Maybe some of you remember my goal to lose a large amount of weight this year, especially before my sister’s wedding in September? Maybe you don’t and that’s okay, but I’m going to preach to you about its moments of success and failure.
In my attempts to lose weight this year, I joined Weight Watchers with my mother in late March, which I had dubbed “AA for Fatties” to be a smart ass since going was not my idea. After going for the better part of the year, my snarky attitude towards the program has drastically changed. Sure, it is a little structured like AA for a group of overweight people, but there’s a reason AA works for those inflicted with addictions and those same reasons are why WW works for overweight people.

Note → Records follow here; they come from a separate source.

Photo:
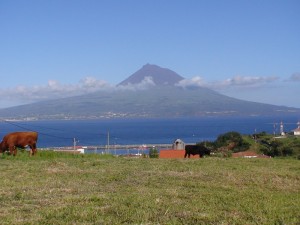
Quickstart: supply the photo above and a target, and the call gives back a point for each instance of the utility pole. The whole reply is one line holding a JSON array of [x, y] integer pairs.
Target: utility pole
[[107, 141], [74, 144]]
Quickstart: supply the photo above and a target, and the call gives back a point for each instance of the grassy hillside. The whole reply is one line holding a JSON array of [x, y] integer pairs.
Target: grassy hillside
[[55, 188], [155, 102]]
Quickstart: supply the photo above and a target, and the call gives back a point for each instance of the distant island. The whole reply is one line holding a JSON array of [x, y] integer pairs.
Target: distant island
[[151, 92]]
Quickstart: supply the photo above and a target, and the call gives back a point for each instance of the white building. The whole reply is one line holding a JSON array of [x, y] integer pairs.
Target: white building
[[297, 130]]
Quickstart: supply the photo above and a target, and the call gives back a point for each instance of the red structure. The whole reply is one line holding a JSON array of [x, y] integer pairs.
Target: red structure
[[174, 154]]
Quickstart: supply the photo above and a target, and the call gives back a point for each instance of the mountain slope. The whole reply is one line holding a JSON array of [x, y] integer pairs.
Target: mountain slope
[[159, 76], [162, 98], [155, 102]]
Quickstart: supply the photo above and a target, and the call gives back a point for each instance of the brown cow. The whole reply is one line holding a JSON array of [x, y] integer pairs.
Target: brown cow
[[15, 140]]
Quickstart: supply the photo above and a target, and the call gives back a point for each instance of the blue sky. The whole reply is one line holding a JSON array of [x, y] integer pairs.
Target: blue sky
[[245, 49]]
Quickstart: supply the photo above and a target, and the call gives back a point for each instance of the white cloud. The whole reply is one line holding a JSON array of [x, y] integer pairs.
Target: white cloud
[[146, 83], [295, 77], [53, 89], [236, 81]]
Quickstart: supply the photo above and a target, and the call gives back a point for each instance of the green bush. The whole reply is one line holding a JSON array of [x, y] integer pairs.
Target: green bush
[[153, 152]]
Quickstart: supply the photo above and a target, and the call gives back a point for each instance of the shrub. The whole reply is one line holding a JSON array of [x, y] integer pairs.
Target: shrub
[[153, 152]]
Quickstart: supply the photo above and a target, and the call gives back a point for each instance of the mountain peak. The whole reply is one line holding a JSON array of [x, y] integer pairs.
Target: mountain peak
[[160, 76]]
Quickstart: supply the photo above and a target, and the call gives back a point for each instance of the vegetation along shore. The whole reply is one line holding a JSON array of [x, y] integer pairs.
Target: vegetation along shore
[[62, 188]]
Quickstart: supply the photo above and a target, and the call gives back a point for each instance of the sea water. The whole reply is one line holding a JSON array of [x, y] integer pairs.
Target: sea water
[[62, 133]]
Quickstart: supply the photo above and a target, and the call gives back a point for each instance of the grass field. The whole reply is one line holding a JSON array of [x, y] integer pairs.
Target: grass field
[[55, 188]]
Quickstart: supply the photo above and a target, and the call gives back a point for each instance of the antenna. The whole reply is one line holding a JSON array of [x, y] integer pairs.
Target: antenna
[[107, 142], [281, 128]]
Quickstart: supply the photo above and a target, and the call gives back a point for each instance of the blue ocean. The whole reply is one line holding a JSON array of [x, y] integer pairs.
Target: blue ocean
[[61, 133]]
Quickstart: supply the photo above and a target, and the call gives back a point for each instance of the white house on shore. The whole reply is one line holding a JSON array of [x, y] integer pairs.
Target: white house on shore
[[297, 130]]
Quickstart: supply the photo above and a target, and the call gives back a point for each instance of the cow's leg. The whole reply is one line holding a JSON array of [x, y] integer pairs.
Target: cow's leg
[[32, 149], [13, 150]]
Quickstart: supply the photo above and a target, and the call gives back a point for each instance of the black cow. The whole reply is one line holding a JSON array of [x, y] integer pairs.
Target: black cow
[[196, 150]]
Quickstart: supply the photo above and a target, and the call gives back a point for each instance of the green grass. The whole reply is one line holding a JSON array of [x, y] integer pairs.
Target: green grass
[[56, 188]]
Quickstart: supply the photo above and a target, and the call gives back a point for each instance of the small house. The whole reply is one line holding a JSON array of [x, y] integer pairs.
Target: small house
[[297, 130], [178, 145]]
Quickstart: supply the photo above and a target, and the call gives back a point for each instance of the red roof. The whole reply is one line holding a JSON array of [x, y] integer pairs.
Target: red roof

There’s something about being around people who can completely relate to your struggle and who, unlike the average outsider, can understand your excitement over the most menial milestones like one pound a week. Most people would look at you like, “so what?” when you’re jumping for joy over that pound a week, but not WW people. WW people find this achievement huge because you lost something at all. Something about that encouragement, even over the smallest things, makes you work harder at making those achievements bigger each week. You never feel like you’re being judged in a WW meeting. You feel like you know these people, even though you never even see each other outside of that 30 minute meeting once a week.
Honestly, it took me a while to realize this. I knew that WW in general worked if you stuck to the “program” but because my mother was forcing me to go I sat in the meeting against my will and angsty for the first couple months, not absorbing a damn thing about what it had to offer. Now you’ll find me in the front row, asking questions, and making friends. It’s funny how much my attitude has changed.

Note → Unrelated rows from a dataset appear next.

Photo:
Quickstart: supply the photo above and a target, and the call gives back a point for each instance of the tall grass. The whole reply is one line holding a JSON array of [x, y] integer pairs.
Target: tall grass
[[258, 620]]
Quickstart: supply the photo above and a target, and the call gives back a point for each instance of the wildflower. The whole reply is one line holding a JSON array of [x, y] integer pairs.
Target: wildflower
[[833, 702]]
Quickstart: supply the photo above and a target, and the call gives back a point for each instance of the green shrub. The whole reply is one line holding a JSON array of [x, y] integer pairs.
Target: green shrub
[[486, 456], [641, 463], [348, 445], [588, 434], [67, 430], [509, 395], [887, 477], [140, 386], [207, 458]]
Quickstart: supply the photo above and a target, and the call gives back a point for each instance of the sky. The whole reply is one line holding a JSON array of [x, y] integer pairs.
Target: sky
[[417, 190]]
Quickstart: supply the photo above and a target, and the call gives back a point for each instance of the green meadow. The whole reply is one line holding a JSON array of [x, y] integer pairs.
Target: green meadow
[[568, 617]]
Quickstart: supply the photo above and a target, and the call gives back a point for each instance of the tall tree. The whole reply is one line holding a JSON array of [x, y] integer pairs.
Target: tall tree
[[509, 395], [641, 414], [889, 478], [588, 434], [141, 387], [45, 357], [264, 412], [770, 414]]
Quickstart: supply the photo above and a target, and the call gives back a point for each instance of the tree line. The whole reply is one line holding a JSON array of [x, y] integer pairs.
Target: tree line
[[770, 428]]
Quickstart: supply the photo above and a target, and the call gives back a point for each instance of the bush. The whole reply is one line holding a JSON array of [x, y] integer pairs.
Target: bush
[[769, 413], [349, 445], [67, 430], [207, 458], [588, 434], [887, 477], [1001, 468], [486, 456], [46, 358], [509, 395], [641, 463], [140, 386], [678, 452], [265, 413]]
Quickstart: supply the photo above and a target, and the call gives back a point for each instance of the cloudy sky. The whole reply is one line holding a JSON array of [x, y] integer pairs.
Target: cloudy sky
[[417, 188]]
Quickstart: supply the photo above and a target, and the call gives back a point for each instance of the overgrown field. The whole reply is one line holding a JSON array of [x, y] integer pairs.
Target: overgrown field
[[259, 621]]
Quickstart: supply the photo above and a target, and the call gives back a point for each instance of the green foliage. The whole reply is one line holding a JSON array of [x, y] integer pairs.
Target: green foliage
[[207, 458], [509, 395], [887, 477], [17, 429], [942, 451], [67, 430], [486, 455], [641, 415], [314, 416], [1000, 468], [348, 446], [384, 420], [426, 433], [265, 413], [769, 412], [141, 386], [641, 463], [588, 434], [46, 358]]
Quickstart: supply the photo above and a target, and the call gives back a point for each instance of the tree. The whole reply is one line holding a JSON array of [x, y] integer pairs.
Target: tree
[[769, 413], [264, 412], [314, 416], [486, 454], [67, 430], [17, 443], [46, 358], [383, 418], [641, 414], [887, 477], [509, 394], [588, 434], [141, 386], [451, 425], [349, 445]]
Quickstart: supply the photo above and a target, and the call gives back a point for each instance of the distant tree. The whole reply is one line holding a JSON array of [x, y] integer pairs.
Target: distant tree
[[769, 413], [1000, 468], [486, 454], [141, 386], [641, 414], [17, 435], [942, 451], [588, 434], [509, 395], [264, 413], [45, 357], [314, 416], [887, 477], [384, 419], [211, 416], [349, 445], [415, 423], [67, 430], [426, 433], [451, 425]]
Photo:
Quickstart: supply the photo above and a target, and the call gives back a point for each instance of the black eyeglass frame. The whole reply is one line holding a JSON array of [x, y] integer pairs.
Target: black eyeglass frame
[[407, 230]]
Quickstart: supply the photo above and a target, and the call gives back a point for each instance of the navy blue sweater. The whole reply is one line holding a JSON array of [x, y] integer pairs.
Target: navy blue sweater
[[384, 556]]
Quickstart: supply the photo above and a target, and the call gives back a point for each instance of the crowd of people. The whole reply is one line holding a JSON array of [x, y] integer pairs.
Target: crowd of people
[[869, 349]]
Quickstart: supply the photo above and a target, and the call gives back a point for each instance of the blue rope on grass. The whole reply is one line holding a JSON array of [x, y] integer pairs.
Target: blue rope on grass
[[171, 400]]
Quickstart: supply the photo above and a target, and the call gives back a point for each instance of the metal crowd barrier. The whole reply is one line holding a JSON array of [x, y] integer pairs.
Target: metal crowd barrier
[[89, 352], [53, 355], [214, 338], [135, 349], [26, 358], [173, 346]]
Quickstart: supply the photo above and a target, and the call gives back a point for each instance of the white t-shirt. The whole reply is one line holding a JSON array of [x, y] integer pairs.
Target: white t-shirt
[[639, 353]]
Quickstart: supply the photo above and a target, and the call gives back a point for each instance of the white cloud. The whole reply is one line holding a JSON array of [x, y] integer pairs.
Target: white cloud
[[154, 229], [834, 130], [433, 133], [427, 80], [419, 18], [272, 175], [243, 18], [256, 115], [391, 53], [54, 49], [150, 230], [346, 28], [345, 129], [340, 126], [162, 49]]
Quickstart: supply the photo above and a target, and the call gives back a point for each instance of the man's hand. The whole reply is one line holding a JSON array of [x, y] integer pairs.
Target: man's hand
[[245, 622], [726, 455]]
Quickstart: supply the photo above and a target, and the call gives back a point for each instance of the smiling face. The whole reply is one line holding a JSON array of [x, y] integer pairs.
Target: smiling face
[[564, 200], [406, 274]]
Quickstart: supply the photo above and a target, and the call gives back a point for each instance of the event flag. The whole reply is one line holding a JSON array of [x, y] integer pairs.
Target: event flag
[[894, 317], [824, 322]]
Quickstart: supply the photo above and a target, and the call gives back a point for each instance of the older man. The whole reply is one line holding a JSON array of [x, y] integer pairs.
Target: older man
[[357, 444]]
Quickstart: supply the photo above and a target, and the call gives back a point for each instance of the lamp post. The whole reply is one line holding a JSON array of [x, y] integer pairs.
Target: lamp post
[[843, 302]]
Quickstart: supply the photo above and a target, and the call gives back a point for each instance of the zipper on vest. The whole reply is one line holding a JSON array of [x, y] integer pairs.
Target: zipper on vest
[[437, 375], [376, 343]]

The thing about WW, though, is that you have to go. You can’t just go for a little while and then think you’re fine on your own. You might succeed for a little while like that, but I assure you you’ll soon find yourself right back where you started. And so this is almost where I am now.
Once Rachel’s wedding had arrived, planning got intense and “extracurricular activities” like WW (and reading and writing, etc…) lost its priority. At that point I had lost 23 lbs. (on track to have probably lost 40 by now). I already felt fantastic, even though I still had a way to go to reach my desired weight. I thought nothing could break me. I thought for sure there was no way I’d let that weight come back because I’d worked so hard to make it fade. We virtually stopped going to WW in September and my theory of how well I’d do without it was totally wrong.

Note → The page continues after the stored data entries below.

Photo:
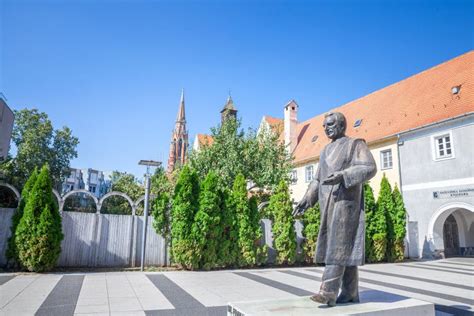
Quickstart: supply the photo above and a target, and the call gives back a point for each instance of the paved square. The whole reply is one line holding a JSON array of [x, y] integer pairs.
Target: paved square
[[449, 284]]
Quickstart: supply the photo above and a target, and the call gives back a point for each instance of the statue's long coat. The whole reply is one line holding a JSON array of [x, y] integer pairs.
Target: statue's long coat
[[341, 239]]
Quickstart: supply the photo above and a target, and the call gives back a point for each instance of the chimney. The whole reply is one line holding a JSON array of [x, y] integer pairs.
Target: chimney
[[291, 121]]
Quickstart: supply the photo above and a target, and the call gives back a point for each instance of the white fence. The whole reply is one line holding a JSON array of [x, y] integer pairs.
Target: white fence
[[99, 240], [106, 240]]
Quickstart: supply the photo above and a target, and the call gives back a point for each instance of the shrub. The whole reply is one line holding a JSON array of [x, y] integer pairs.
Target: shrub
[[160, 213], [399, 226], [39, 233], [283, 228], [248, 236], [12, 252], [207, 231], [370, 208], [383, 229], [311, 224], [228, 251], [184, 209]]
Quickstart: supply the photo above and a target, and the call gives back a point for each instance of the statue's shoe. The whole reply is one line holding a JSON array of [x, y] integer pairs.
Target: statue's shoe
[[344, 298], [324, 298]]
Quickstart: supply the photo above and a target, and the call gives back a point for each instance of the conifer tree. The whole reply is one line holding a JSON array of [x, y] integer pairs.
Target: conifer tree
[[370, 208], [12, 253], [261, 249], [228, 250], [207, 231], [184, 209], [160, 212], [399, 225], [283, 227], [311, 224], [383, 231], [247, 241], [39, 234]]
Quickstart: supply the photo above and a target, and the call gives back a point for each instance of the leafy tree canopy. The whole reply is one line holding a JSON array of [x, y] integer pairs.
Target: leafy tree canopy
[[38, 143], [259, 157]]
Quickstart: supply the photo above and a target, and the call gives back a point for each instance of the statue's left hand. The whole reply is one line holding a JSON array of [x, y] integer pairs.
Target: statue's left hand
[[333, 179]]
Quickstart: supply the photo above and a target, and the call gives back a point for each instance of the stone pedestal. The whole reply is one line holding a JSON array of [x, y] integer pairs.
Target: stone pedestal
[[303, 306]]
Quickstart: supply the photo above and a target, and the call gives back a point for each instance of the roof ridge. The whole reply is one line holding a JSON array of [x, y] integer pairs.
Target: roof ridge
[[391, 85]]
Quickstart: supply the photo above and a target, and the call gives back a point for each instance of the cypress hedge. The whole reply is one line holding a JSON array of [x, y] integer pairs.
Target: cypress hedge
[[382, 232], [370, 208], [207, 229], [228, 250], [39, 233], [311, 223], [283, 228], [12, 251], [251, 251], [399, 226], [184, 209]]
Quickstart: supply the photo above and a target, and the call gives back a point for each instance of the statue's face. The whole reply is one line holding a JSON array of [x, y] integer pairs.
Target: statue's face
[[333, 127]]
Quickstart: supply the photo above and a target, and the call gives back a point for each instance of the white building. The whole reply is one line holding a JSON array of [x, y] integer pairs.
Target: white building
[[403, 125], [95, 181], [6, 127]]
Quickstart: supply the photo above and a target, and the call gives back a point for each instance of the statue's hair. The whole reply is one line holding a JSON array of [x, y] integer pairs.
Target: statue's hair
[[339, 118]]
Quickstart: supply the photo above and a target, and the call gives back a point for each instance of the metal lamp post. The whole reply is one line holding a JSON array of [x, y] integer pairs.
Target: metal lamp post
[[148, 164]]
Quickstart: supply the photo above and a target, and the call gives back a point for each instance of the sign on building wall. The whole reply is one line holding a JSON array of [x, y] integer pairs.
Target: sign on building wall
[[449, 194]]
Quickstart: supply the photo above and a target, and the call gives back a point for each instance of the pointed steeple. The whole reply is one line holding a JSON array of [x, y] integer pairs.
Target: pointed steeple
[[179, 139], [181, 112], [228, 110]]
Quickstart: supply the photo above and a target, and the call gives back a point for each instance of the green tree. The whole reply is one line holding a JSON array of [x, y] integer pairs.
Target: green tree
[[207, 229], [370, 208], [381, 227], [39, 234], [228, 251], [184, 208], [399, 226], [260, 157], [38, 143], [249, 242], [12, 252], [283, 228], [311, 224]]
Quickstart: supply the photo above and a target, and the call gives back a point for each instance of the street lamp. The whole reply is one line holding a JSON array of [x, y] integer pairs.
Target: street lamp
[[148, 164]]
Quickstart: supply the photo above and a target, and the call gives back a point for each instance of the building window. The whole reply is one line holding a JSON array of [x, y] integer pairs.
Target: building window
[[309, 173], [443, 146], [386, 159], [294, 177]]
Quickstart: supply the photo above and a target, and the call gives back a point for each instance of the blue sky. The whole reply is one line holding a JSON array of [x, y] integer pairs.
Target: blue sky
[[113, 70]]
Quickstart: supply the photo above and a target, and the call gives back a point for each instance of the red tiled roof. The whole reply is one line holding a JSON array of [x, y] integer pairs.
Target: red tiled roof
[[419, 100], [275, 124], [205, 140]]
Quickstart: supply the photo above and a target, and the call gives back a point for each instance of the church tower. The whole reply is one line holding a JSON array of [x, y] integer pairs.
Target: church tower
[[228, 110], [179, 139]]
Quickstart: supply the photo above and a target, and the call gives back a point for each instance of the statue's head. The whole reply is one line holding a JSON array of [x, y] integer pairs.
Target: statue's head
[[334, 125]]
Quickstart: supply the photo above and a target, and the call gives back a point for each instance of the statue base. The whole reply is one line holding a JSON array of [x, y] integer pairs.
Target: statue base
[[303, 306]]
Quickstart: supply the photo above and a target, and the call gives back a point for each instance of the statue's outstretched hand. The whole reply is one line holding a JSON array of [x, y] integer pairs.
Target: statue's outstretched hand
[[333, 179], [301, 207]]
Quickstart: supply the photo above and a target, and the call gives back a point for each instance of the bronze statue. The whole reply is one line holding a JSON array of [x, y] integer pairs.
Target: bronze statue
[[344, 165]]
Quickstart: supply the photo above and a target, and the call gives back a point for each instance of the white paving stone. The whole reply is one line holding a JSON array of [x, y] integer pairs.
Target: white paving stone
[[149, 296], [31, 298], [14, 287]]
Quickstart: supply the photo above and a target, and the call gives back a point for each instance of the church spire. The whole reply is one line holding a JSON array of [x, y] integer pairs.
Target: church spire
[[228, 110], [179, 139], [181, 113]]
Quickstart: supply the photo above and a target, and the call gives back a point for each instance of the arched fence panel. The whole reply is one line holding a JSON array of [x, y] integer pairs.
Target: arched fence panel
[[5, 224], [108, 240], [110, 201]]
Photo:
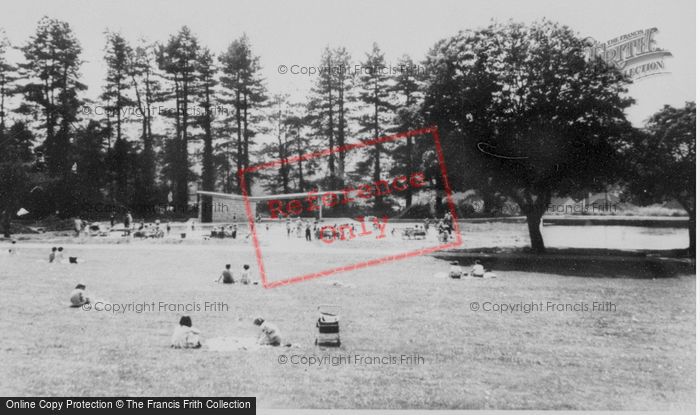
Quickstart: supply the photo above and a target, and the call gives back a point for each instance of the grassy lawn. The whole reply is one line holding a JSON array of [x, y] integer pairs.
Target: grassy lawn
[[640, 356]]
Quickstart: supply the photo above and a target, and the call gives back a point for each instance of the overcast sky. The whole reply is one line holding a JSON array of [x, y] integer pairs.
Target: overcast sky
[[295, 32]]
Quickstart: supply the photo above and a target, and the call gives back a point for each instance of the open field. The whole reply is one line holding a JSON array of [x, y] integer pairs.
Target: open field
[[639, 356]]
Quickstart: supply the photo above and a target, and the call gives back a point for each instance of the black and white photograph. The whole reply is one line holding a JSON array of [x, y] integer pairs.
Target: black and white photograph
[[320, 207]]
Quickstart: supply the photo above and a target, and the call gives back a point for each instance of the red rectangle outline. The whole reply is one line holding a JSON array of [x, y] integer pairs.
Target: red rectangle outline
[[386, 139]]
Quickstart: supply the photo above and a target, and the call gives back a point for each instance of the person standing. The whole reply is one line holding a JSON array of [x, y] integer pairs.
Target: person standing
[[128, 219], [308, 232], [226, 276]]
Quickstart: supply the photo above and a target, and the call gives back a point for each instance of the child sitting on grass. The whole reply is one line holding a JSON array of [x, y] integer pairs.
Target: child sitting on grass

I have gained almost all of that weight back in just the last few months.
I could sit here and blame the holidays, and how the food is just too delicious to resist, and in an unusual abundance too, but I won’t. It’s called control, and I lost it. It’s about structure and routine, and I walked away from it. But it doesn’t mean I can’t make it happen again. I already know where I failed, I just need to get my shit back together and do it.
My overall weight loss goal still remains. I will not turn 30 this year feeling the way I do, carrying a fat suit that does not belong to my body.
January 2012, I return to Weight Watchers. This time, I won’t stop.
For those of you who struggle with your weight, how successful were you in 2011?